Says the bear in my book’s version. Almost hints at the “bear” being present at the girls weddings but doesn’t drop sexual innuendo like the one above. I reread it last night and it never occurred to me that the prince just had to marry Snow-White right then and there, he may have waited and if not, we’re forgetting that kids back then were vastly different than kids now. Childhood was not a notion that was put on a pedestal like it is now and children became adults quicker i.e. went to work sooner, were married and ran their houses at a younger age. This is why people who write articles like this need to understand the history of the time period instead of reading through their  contemporary snarky goggles.

Avatar
6 years ago

@24/Mary’s Lamb: “[…] children became adults quicker i.e. went to work sooner, were married and ran their houses at a younger age.”

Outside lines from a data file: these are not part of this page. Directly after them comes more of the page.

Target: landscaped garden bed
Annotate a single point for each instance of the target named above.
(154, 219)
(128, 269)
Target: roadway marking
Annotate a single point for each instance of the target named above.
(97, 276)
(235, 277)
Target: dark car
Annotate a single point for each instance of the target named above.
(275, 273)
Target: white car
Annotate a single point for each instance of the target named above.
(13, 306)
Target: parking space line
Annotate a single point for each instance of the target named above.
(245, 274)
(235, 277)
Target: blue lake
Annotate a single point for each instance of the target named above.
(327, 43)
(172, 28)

Good point. And at the same time, at least girls were also considered “children” much longer than they are today. For example, when German writer Bettina von Arnim published the letters she had exchanged with Goethe in her twenties, she called the book Goethe’s correspondence with a child. It seems that girls went from being “innocent” children to being wives without any intermediary stage. Snow-White and Rose-Red may have been much older than twelve and still “young enough to roll around the floor with a talking bear”.

Come to think of it, I would totally roll around the floor with a talking bear, and I’m fifty-one.

On a different note, I love that the sisters sleep in the woods on a regular basis, and their mother isn’t worried at all.